Yurii Oleksiiovych Mitropolskyi (Note: Also transliterated as Mitropolskiy, Mitropolsky or Mitropolskii) (Юрій Олексійович Митропольський; 3 January 1917 – 14 June 2008) was a Soviet and Ukrainian mathematician known for his contributions to the fields of dynamical systems and nonlinear oscillations. He was born in Poltava Governorate and died in Kyiv.

He received his Ph.D. from Kyiv University, under the supervision of theoretical physicist and mathematician Nikolay Bogolyubov. Mitropolskyi is one of the most frequently joint-published mathematicians known, with at least 240 collaborators. Member of the Communist Party since 1945.

== Scientific and pedagogical activity ==
During his 60-year scientific career, Yurii Oleksiiovych obtained fundamental results in the field of asymptotic methods of nonlinear mechanics, qualitative methods of the theory of differential equations, and in the study of the dynamics of oscillatory processes in nonlinear systems. He created an algorithm for constructing an asymptotic expansion of nonlinear differential equations describing nonstationary oscillatory processes, developed a method for studying single-frequency processes in oscillatory systems with many degrees of freedom. The scientist studied systems of nonlinear differential equations describing oscillatory processes in gyroscopic, and strongly nonlinear systems, developed the theory of integral manifolds and the method of averaging. Y. Mitropolsky created a scientific team that multiplies the traditions of the school of nonlinear mechanics of academicians M. Krylov and M. Bogolyubov.

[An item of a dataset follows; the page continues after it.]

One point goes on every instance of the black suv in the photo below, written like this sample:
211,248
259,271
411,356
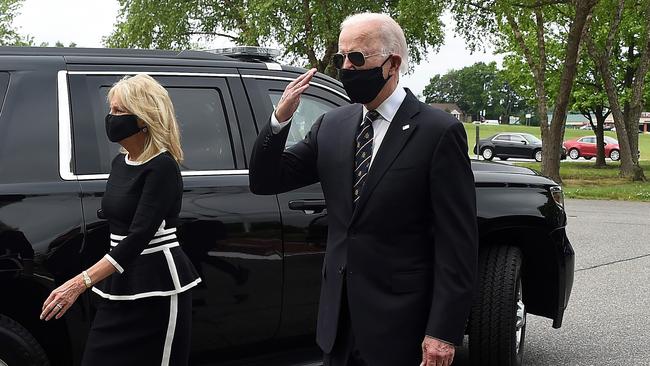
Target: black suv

The scientist successfully combined his scientific work with teaching. For almost 40 years, Yurii Oleksiiovych lectured at the Faculty of Mechanics and Mathematics of his native university. He is the author of more than 750 scientific papers. Among his students are 25 doctors and 100 candidates of physical and mathematical sciences.

==Eponym==
- Krylov–Bogolyubov–Mitropolskiy asymptotic method

==Selected works==
- N. N. Bogolyubov and Y. A. Mitropolskiy. Asymptotic methods in the theory of non-linear oscillations. New York: Gordon and Breach, 1961 (translated from Russian).
- N. N. Bogolyubov, Ju. A. Mitropolskiy, and A. M. Samoilenko. Methods of accelerated convergence in nonlinear mechanics. New York: Springer-Verlag, 1976 (translated from Russian).
- Yu. A. Mitropolskiy and A. K. Lopatin. Nonlinear mechanics, groups and symmetry. Dordrecht; Boston: Kluwer Academic Publishers, 1995. ISBN 0-7923-3339-X.
- Yu. A. Mitropolskiy. Problems of the asymptotic theory of nonstationary vibrations. Jerusalem: Israel Program for Scientific Translations, 1965.
- Yu. A. Mitropolskiy, A. M. Samoilenko, and D. I. Martinyuk. Systems of evolution equations with periodic and quasiperiodic coefficients. Dordrecht; Boston: Kluwer Academic, 1993. ISBN 0-7923-2054-9.
- Integrable dynamical systems (coauthor).